PCI Passthrough Groups

https://blueprints.launchpad.net/nova/+spec/pci-passthrough-groups

This spec allows operators to create a flavor using a PCI alias to request a group of PCI devices. These groups of PCI devices are tracked as a single indivisible unit within Placement. The default custom resource class used to track these PCI groups is derived from the PCI group type name, and the name of the inventory is derived from the PCI group name. The pci_alias config already supports mapping to a specific placement resource class.

Problem description

Some PCI devices only make sense to be consumed as a group. When you assign the grouped PCI devices to a VM, all of the devices in the group as always consumed together by a single VM. Currently Nova does not understand any grouping other than NUMA affinity.

While there are some cases where a device could be consumed by multiple different groups, that are dynamically picked based on demand, we are ignoring these use cases for now. In particular, we make the simplifying restriction that a tracked PCI device can only be a member of a single group, and when a PCI device is a member of a group, it can only be used as part of that PCI group.

Use Cases

Some GPUs expose both a graphics physical function and an audio function. In order to support passing through both devices, we need to ensure that we pass through a matching pair of devices. This spec would allow a device group to be created such that operators configure the matching pairs of audio and graphics devices, and users can request one (or more) of those pairs via the usual PCI alias.

Note, we are currently excluding the use case of users requesting either the pair of devices or just the graphics device, as that would result in additional complexity that should be considered in a separate follow on specification.

Let us consider the specific case of the Graphcore C200 device, where a set of PCI cards are connected together via IPU-Link: https://docs.graphcore.ai/projects/C600-datasheet/en/latest/product-description.html#ipu-link-cables

Each physical card presents two PCI devices. The card can be used independently of other cards if a matched pair of devices are presented to the VM. PCI groups allows this device to be correctly passed through to VMs by ensuring a matched pair of PCI devices are always assigned to each VM.

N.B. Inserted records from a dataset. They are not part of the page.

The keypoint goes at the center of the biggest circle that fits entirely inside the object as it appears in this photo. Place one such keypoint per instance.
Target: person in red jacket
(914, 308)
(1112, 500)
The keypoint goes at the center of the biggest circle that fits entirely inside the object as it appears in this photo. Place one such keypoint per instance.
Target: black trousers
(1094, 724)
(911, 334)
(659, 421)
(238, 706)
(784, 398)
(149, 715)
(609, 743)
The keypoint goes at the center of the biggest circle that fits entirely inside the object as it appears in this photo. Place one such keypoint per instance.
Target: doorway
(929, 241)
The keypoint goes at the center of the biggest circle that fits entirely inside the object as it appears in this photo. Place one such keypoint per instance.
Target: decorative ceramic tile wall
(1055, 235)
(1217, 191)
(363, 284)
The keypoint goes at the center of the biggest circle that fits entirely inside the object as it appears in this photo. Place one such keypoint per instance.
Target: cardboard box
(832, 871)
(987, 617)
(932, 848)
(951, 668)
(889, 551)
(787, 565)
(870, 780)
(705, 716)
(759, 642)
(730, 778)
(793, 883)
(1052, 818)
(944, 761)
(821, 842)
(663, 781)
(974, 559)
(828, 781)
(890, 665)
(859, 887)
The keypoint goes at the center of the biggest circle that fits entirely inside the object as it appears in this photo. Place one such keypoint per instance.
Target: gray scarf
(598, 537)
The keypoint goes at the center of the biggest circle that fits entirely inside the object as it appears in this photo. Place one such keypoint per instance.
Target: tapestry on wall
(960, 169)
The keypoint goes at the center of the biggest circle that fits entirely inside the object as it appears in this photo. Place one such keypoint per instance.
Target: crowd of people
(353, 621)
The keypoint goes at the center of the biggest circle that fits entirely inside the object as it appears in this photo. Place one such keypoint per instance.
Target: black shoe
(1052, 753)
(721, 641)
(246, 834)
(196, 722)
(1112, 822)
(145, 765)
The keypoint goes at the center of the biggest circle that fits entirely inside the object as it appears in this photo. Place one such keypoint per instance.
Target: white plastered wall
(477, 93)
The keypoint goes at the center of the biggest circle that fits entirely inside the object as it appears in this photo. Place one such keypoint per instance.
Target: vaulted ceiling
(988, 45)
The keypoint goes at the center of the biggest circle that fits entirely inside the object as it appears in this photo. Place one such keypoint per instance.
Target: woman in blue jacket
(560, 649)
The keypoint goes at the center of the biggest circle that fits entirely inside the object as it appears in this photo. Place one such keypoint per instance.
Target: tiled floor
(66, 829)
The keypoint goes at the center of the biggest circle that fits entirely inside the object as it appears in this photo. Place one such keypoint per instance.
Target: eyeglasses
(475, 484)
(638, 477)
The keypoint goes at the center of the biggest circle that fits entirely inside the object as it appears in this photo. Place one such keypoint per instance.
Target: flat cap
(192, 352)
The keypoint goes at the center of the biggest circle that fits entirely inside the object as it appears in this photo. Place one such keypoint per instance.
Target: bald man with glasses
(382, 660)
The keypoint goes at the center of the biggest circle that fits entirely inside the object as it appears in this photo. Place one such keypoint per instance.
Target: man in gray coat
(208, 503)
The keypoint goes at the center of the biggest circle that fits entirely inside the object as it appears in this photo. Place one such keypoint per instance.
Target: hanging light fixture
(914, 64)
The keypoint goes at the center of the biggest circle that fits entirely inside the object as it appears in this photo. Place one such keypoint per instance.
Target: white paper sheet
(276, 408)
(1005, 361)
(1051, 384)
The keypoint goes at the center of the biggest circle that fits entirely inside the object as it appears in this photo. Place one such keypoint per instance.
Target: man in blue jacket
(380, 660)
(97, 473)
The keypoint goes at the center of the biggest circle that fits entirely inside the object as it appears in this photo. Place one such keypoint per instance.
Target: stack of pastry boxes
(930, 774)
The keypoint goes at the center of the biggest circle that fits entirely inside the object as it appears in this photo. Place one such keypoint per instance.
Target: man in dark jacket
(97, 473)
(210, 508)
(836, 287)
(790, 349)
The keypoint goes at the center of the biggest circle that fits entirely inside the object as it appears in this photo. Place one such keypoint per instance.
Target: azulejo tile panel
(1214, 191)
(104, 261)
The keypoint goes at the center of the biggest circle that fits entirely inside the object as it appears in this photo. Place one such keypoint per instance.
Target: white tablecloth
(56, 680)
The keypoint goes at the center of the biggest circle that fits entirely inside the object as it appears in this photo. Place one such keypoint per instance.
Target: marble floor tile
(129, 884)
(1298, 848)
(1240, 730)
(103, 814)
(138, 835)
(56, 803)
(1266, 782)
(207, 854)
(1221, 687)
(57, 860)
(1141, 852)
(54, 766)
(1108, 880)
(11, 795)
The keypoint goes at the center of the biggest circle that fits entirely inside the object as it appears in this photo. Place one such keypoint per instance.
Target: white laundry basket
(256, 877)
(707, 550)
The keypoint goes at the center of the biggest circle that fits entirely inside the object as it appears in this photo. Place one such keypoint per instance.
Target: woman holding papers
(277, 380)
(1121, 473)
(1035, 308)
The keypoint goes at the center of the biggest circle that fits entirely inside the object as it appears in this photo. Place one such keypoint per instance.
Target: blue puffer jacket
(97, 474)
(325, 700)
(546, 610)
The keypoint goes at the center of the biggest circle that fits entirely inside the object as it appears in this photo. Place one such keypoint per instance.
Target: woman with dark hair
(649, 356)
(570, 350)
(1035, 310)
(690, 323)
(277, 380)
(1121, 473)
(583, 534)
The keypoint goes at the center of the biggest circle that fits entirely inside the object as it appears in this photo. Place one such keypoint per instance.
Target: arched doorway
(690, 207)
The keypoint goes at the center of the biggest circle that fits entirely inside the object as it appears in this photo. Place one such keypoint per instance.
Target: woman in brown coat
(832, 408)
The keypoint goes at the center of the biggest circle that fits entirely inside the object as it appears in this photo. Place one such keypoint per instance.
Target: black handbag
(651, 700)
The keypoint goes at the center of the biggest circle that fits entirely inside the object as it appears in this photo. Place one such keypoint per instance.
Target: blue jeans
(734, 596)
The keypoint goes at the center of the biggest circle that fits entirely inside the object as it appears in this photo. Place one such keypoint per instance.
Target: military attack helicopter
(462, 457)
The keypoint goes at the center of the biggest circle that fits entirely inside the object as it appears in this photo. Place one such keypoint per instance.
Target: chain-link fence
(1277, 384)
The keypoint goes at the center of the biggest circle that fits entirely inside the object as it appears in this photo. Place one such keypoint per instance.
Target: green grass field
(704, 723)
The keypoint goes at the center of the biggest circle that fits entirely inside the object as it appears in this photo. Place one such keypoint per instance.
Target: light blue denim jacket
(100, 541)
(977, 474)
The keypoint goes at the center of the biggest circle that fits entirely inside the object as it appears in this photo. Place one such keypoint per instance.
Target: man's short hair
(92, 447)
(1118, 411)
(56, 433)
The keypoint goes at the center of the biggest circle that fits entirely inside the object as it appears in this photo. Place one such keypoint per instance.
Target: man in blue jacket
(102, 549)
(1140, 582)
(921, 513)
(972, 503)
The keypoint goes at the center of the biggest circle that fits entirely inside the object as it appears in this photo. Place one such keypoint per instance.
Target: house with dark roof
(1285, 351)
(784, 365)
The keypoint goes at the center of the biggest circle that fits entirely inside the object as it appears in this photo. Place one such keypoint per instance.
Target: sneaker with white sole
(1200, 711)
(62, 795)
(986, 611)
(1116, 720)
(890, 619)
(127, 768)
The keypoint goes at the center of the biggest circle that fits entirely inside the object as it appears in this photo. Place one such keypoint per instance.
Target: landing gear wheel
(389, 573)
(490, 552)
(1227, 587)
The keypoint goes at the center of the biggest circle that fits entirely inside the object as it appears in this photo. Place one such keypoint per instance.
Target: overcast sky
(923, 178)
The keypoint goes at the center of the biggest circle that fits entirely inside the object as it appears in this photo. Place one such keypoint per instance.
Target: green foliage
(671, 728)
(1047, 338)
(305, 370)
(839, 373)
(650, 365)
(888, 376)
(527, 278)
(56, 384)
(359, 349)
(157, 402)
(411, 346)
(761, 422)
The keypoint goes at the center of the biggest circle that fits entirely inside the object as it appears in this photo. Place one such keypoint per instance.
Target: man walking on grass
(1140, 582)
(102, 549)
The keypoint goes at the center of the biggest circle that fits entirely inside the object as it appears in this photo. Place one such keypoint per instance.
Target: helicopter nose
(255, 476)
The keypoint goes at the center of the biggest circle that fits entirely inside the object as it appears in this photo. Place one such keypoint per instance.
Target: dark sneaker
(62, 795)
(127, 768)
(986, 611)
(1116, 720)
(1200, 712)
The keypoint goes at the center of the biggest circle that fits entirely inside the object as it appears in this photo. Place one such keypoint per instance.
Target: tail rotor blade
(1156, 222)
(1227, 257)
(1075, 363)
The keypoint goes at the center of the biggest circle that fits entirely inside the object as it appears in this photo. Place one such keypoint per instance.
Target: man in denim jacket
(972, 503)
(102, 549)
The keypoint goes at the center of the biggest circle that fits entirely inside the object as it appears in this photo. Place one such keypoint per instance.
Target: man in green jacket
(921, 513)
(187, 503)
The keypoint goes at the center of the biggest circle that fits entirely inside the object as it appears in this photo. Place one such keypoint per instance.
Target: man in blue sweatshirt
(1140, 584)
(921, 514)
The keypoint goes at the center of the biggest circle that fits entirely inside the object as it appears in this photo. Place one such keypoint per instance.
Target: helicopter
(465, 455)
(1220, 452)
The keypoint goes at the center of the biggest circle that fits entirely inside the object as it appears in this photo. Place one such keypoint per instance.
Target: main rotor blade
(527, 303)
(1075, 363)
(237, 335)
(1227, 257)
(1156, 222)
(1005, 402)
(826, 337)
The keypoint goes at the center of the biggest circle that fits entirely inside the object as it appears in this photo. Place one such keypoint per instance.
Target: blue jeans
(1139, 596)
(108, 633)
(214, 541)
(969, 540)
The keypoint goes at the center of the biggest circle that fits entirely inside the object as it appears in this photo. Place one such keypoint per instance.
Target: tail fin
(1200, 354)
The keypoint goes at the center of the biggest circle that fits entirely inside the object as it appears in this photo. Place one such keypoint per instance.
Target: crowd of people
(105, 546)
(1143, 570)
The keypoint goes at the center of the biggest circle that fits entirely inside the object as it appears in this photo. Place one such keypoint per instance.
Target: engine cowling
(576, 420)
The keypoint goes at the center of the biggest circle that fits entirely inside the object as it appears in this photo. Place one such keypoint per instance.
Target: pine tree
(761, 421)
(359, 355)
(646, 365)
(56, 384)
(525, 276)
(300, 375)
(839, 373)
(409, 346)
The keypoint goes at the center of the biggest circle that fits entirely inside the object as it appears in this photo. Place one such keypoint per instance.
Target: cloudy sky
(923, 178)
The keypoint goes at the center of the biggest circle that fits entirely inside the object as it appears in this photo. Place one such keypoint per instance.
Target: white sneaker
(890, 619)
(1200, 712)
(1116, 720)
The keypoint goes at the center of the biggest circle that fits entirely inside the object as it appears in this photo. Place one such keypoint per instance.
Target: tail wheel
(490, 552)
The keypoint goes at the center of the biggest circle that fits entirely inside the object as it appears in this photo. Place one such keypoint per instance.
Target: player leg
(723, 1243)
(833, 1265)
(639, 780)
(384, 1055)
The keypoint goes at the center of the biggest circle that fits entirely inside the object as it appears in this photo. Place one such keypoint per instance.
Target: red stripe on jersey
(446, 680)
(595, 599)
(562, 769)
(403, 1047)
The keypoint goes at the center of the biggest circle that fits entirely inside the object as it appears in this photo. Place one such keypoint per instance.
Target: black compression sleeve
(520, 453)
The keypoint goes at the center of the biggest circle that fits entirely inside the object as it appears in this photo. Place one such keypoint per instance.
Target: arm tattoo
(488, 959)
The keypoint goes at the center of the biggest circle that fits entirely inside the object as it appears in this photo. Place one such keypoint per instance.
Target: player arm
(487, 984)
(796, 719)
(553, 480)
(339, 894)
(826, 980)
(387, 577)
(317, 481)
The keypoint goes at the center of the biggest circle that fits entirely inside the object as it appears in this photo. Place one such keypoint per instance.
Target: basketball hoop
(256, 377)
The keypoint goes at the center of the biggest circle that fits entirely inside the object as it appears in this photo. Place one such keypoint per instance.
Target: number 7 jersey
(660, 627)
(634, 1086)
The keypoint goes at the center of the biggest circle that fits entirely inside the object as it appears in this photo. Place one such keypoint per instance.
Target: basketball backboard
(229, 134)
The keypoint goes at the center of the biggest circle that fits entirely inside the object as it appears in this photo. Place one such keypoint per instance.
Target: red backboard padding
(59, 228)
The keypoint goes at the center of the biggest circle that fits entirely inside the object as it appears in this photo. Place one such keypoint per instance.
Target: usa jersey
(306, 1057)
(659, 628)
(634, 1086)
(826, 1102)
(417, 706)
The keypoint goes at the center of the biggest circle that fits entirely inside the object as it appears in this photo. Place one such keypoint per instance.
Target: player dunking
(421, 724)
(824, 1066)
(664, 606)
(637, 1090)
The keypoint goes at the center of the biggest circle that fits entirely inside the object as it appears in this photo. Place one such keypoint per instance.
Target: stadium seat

In addition, some servers can be statically configured to group either two devices, four devices or eight devices as a single group. These can all be statically configured using PCI group to ensure we always respect the non-PCI connectivity between those PCI devices.

Proposed change

The key parts of this change include:

  • extend [pci]device_spec to model groups of PCI devices

  • devices are linked by both a group type name, and a specific group name

  • the group type name is used to generate a custom resource class, i.e. CUSTOM_PCI_GROUP<group_type_name>. Note this is just the default that changes when you specify a group type name, and it can be overrriden by explicitly specifying a different resource_class tag.

  • Each group is registered in placement, in a similar way to a device. Each group being a separate resource provider with a single inventory item for the associated group type custom resource type, with a name that is generated from the group_name rather than the PCI device address

  • extend [pci]alias simply mapps to the resource class mentioned above, such as CUSTOM_PCI_GROUP_<group_type_name>.

  • PCI tracker will have the group_name and group_type_name added to each device that is being tracked, such that we can look up a group of devices associated with each specific named group tracked in placement.

There will be configuration validation checks:

  • pci groups are only supported when PCI devices are tracked in placement

  • all device groups must have two or more PCI devices

  • each physical PCI device can only be in one group, and must only be tracked in placement once

For example, lets consider the following PCI devices:

  • 4e:00.0 Processing accelerators: Graphcore Ltd Device 0003

  • 4f:00.0 Processing accelerators: Graphcore Ltd Device 0003

  • 89:00.0 Processing accelerators: Graphcore Ltd Device 0003

  • 8a:00.0 Processing accelerators: Graphcore Ltd Device 0003

The two physical cards, spread across two NUMA nodes can be presented in two possible ways: either two groups or a single group, depending on the use cases. For example, two separate devices would be::

[pci]
device_spec = {"address": ":4e:00.0", group_name:"graphcore_1", group_type:"c200_x1"}
device_spec = {"address": ":4f:00.0", group_name:"graphcore_1", group_type:"c200_x1"}
device_spec = {"address": ":4e:00.0", group_name:"graphcore_2", group_type:"c200_x1"}
device_spec = {"address": ":4f:00.0", group_name:"graphcore_2", group_type:"c200_x1"}
alias = {"name":"c200_x1", resource_class:"CUSTOM_PCI_GROUP_C200_X1"}

But exposing the two cards, exposed as four PCI devices, as a single unit of 4 PCI devices, would look like this::

[pci]
device_spec = {"address": ":4e:00.0", group_name:"graphcore_1", group_type:"c200_x2"}
device_spec = {"address": ":4f:00.0", group_name:"graphcore_1", group_type:"c200_x2"}
device_spec = {"address": ":4e:00.0", group_name:"graphcore_1", group_type:"c200_x2"}
device_spec = {"address": ":4f:00.0", group_name:"graphcore_1", group_type:"c200_x2"}
alias = {"name":"c200_x2", resource_class:"CUSTOM_PCI_GROUP_C200_X2"}

Alternatives

For some simple cases, NUMA affinity can simulate what is required. But currently hardware like Graphcore C200 does not work well with Nova.

Data model impact

PCI tracker needs to be extended to include group_name and group_type for each PCI device.

REST API impact

No impact

Security impact

No impact

Notifications impact

No impact

Other end user impact

No impact

Performance Impact

No impact

Other deployer impact

The device spec configuration gets some extra options to help define groups, and the default resource class changes when you use the new device_group tags, as discussed above.

Developer impact

None

Upgrade impact

Devices that are exposed as a group must be not currently tracked in placement when starting to expose them as a group.

Once new compute nodes will report the new resoruce classes, which should naturally gate the need for older compute nodes to know what to do with the new PCI device configuration.

Implementation

Assignee(s)

Primary assignee:

johngarbutt

Other contributors:

nathanharper

Feature Liaison

Feature liaison:

gibi?

Work Items

  • Update pci device config to support pci groups

  • Update PCI device tracker to know about pci groups

  • Attach groups of devices when device alias requests a resource class that maps to a PCI device group

  • Update placement with the avilable resources from the described pci groups

Dependencies

None

Testing

Add a functional test, similar to vgpu tests.

Documentation Impact

Configuration changes need to be documented correctly.

References

None

History

Optional section intended to be used each time the spec is updated to describe new design, API or any database schema updated. Useful to let reader understand what’s happened along the time.

Revisions

Release Name

Description

2024.1 Caracal

Introduced